I think of merging this paragraph with another cotton story (maybe you’ll see that one later) so I can make a longer, story, an über-story, a story with more endurance and determination than I could ever hope to wish for. But it doesn’t go together, I say, it doesn’t go. It doesn’t matter, I reply, it doesn’t really matter to anyone at all. But it does sort of matter, to me in an obsessive-compulsive kind of limit-enforcing sort of way. So instead I’m commenting on myself and the process in my head while I speak to Mr Notepad as I often do in my solitary cell. I realise this doesn’t go with that either, but I’m practicing, right now, just practicing feeling for my boundaries. Yes, they’re there and there and a bit over here, too. They spring back like foam from my fingertip. Everything’s okay, then, everyone’s accounted for, we can continue with the tale.
Why do you love me if I taste of your mother’s sour milk and your father’s sour sperm? My kiss of strawberry jam sticky lips turns mouldy on your chin. A mouldy goatee, I exclaim! A mould goatee. What about that, huh? This is curious and wonder-making and alarming in a grossly sweet way.
Why do you love me if I reek of cigarettes and sometime lush drug-addicted homeless prostitutes and carelessness and wine? Why do you kiss me with your pure child aching mouth of innocent lust for a salty glaze cupcake turned full-on stomachache treat? I will devour the melty gooey chocolate and smack my lips and lick my brown fingertips clean to the bone. My gruesome (yet adorable) table manners will make you wish you’d never asked me out to dinner.

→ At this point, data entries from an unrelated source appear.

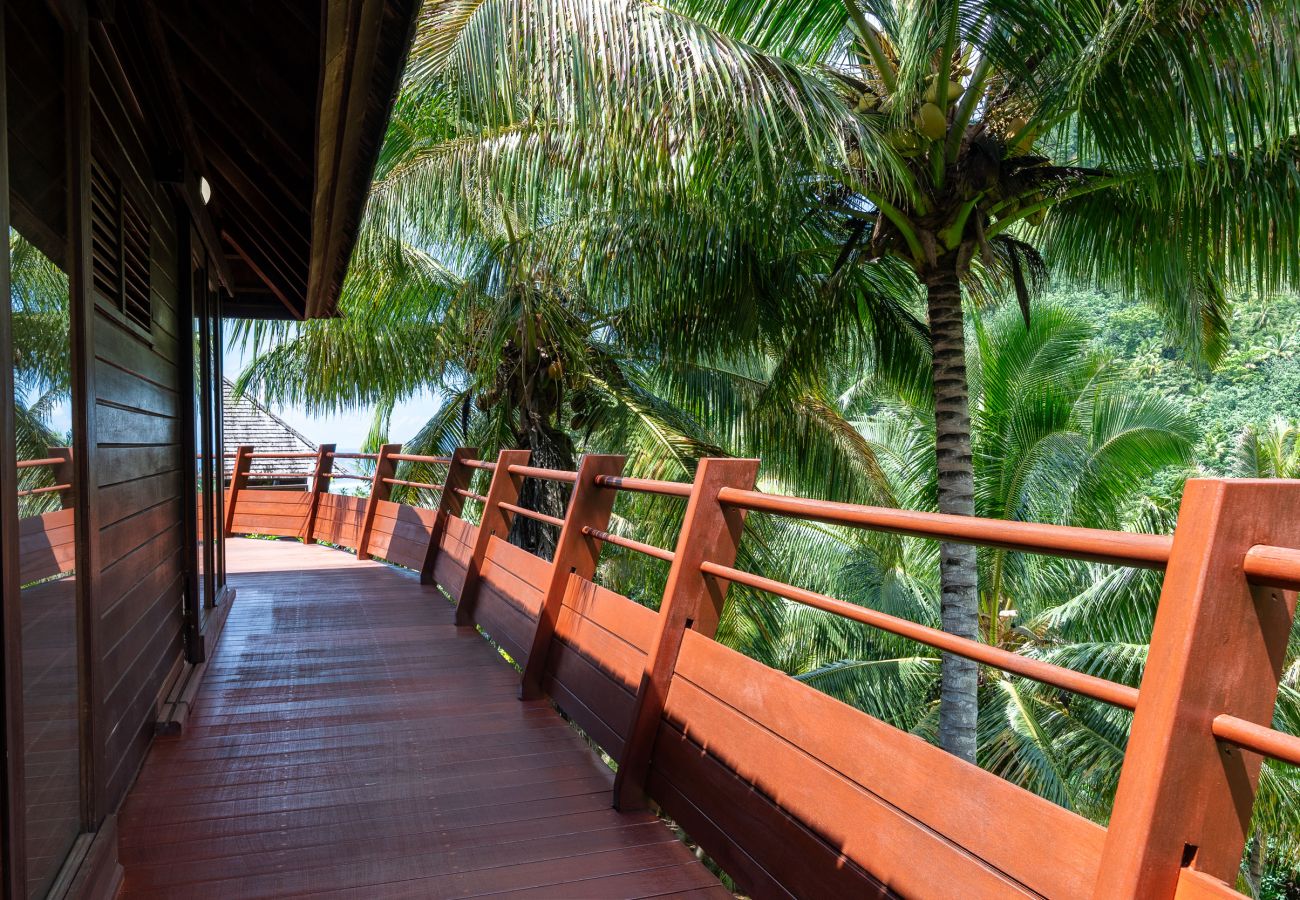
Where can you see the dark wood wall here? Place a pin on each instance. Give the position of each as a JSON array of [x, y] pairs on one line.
[[141, 390]]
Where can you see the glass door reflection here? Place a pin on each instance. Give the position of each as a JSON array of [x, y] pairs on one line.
[[46, 514]]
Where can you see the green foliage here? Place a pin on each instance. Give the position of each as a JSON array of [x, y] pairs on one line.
[[1255, 384]]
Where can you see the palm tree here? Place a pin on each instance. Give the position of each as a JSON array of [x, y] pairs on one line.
[[719, 159], [38, 295], [490, 307], [1047, 410]]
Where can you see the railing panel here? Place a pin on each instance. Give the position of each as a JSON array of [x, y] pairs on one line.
[[401, 533], [455, 548], [750, 838], [596, 661], [507, 604], [47, 545], [521, 565], [269, 513], [765, 726], [462, 531], [339, 519]]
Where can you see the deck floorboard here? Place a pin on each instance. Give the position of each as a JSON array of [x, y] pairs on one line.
[[350, 741]]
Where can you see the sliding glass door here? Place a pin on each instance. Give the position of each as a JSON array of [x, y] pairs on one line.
[[40, 617]]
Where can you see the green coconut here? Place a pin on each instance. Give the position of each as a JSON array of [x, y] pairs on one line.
[[931, 121]]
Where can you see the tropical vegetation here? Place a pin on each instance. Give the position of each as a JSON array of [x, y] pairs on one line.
[[822, 233]]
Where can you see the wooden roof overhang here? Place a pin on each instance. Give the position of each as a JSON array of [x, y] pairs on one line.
[[281, 105]]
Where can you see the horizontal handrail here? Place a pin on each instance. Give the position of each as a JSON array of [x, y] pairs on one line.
[[1261, 739], [423, 485], [1092, 544], [1273, 567], [644, 485], [47, 461], [532, 514], [545, 474], [1047, 673], [419, 458], [628, 544], [44, 490]]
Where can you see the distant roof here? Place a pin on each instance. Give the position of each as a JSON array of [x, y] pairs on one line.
[[246, 422]]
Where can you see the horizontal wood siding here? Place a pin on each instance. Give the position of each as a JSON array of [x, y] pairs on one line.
[[281, 513], [139, 394]]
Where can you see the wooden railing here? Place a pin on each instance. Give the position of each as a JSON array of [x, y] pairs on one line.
[[794, 792], [47, 541]]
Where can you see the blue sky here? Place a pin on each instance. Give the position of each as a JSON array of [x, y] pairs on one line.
[[346, 429]]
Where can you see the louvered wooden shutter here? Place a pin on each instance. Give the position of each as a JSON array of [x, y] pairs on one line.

In the end I’m almost overwhelmed with the need to remove the second paragraph so the first, third and fourth can stand united as one and free from bloated self-talk, as maybe they were meant to all along. No, no, I say, that’s just crazy talk, I say, mad loony googoofliploopy cuckoo clock stuff. I feel you’d expect that, you’d expect that from me because I’m neat, so neat and quiet. Who’s right? Me? Or me?